I regularly am in situations where a buyer is interested in some commercial property that is already under contract. It is the exception where I don’t recommend submitting a backup offer. There are two principal advantages to a buyer of submitting a backup offer in an effort to put a backup contract in place. Both are strategic advantages.
“This is the bottom line; win the game.”
~Joe Namath
First, if the current active contract buyer does not close, then a backup contract becomes the active contract, knocking out competitive buyers before they have a chance to get started. The more sought after a property is, the more significantly this benefit is, but it is always a benefit as it only takes one buyer to knock you out of the process.
Second, and I think more powerfully, a backup contract in place increases the likelihood of a property again becoming available as it tends to make a seller less likely to grant consideration or additional due diligence time, if requested. Think about it. Imagine a buyer has been under contract with plenty of time for due diligence. The buyer asks for an extension of due diligence. If the seller only has people saying they’re interested – talk is cheap – then he/she might or might not grant the extension. If a firm backup offer is in hand, that same seller is much less likely to grant the extension.

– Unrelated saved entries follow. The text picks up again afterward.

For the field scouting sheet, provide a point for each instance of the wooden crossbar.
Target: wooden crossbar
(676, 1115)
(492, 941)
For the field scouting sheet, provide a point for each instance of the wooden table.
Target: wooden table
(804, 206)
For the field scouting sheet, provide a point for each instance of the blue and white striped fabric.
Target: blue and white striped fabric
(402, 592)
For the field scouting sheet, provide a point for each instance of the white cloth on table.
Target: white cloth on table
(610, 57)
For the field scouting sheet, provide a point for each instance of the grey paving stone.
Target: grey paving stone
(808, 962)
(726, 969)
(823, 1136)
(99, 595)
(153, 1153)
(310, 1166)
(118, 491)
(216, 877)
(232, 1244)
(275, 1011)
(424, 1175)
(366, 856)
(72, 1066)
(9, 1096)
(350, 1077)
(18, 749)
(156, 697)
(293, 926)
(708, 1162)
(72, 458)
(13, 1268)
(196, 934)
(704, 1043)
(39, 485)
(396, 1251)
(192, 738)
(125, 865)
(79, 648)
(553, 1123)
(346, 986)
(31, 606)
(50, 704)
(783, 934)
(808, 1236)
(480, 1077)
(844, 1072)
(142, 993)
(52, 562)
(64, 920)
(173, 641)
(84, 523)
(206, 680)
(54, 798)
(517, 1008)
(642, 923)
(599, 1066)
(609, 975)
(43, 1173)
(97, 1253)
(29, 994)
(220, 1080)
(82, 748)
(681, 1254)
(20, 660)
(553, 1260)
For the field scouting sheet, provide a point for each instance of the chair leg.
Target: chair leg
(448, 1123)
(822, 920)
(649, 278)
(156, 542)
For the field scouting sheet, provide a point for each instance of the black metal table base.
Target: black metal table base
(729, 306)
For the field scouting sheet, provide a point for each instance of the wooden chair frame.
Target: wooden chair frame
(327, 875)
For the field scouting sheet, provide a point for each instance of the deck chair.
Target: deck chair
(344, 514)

Allow me to go one better, strategically. A backup buyer that really wants a property can make a hard offer, i.e. an offer with a non-refundable deposit or at least with some portion immediately non-refundable. Why would a buyer do this? A seller in a due diligence period will consider that differently than an offer with a new due diligence period or versus an existing contract with a buyer requesting more due diligence or other contingency time.